It’s a big concept. Just bear with it.
Single sign-on is to solve the multi-system, cross-domain, but only need to log in once can be universal. There are two difficulties
- How to ensure that all subsystems do not need to log in again after one login?
- What if it crosses domains?
How to ensure that all subsystems do not need to log in again after one login?
First of all, how to solve the user login, sent request server know is the user hair?
Common practices include:
- After successful login, the server returns the token. After that, all requests of the client put the token into the Authorization of the request header.
- After successful login, the server writes the SESSIONID into the cookie.
The next request will automatically carry the token, so that the server knows that the request belongs to the user.
If you have logged in to system A but need not log in to system B again, how should the backend be designed?
To do this, two things are needed:
- First, the data layer requires that all users of the system be saved in the SSO system. That is, the user table of the previous article (only the basic public information of users, other information in the form of extended table exists in different systems, ID correlation).
- System A’s login status has to be available to System B.
1 has been solved in the database table design, focus on solving 2.
There are two cases. If it is from system A to system B, it can directly put the token in the link to jump, so that system B can directly get the login state of system A by parsing the parameters. If you open the homepage of system B, you can store the login state in cookies. Cookies of the same domain name are universal (different domain names will be involved here, as described later).
Up to now, system B has got the login state of system A, how to change it into the login state of system B?
It also depends on how the systems are designed. If system A and SYSTEM B share the same token, no additional operations are required. In most cases, system A and SYSTEM B do not share the same token. In this case, an extra step is required. System B requests the SSO server to exchange system A’s token for system B’s token.
Let me show you a flow chart.
How are tokens stored?
The token is recommended to be stored in Redis.

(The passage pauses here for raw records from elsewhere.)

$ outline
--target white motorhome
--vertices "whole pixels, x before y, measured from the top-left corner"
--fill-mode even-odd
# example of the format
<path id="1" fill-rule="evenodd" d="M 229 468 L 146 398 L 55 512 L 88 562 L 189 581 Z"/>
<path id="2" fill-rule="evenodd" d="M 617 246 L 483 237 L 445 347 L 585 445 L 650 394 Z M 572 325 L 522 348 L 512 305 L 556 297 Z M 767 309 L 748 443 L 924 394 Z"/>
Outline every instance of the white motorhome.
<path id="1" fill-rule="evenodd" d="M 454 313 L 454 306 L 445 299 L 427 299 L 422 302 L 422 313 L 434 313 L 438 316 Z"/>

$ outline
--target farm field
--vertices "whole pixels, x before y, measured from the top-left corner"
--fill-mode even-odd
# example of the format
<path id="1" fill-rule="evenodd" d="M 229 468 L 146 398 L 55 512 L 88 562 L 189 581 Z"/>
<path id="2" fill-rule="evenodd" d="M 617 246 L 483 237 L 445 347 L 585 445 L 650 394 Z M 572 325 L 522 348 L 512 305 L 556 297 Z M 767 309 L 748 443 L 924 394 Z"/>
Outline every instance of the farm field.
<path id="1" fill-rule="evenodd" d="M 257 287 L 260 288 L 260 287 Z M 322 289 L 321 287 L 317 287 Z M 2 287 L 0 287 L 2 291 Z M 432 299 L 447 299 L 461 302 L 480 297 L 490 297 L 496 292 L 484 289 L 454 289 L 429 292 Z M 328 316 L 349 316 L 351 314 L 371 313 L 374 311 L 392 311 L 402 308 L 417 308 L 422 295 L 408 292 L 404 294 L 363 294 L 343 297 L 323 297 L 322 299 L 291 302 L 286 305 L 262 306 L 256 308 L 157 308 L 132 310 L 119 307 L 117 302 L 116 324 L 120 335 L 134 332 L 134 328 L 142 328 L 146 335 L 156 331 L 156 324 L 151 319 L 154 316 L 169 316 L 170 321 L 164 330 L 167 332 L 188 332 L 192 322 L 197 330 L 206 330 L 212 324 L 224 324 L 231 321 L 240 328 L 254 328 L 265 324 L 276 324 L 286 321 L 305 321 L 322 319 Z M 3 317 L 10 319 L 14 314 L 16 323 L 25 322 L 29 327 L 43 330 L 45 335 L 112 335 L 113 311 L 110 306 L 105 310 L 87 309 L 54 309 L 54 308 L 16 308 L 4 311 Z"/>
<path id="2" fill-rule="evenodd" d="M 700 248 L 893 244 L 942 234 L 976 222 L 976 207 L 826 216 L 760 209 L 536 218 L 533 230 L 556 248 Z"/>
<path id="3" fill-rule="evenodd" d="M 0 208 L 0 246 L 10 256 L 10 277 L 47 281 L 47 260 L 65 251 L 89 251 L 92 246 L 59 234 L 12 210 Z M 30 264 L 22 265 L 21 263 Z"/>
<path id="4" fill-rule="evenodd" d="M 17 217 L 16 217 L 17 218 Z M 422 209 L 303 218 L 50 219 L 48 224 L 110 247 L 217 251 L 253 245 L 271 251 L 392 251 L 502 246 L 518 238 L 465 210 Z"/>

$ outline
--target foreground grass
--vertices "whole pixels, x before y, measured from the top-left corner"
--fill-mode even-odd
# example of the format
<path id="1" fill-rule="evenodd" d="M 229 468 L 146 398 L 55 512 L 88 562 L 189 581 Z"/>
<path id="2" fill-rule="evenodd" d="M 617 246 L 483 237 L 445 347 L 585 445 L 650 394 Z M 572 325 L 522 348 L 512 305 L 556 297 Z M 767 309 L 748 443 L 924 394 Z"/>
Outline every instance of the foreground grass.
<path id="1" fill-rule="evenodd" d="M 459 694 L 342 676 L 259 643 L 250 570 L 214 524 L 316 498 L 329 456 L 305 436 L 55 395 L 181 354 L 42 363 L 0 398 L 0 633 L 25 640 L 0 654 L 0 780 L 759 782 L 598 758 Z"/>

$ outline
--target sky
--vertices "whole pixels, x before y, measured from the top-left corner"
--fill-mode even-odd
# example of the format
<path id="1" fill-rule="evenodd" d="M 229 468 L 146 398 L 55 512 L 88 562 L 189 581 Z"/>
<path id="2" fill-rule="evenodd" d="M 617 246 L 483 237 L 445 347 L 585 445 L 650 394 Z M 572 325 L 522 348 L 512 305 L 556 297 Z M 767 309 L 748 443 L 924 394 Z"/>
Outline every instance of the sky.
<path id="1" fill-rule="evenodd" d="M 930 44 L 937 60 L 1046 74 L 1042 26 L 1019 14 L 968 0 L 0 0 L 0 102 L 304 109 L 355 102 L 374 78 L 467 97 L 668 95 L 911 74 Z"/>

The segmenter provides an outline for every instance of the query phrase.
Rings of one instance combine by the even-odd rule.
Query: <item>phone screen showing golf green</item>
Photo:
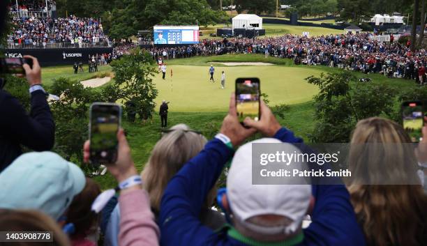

After defining the storage specification of tokens, we only need to clear all tokens of the system during logout to ensure that all tokens are logged out.
For example, each system token has the same key and is distinguished in value. The key uses the first 10 digits of each token. The tokens in different systems store different keys, but the keys in different systems of the same user are associated. And ensure that any system request to log out, can find other system tokens and clean up.
Let’s do a flow chart.
What if it crosses domains?
- The URL carries a token
- Cookie sets the desired domain and path
- After a domain obtains a token, JS actively stores the token in other domains.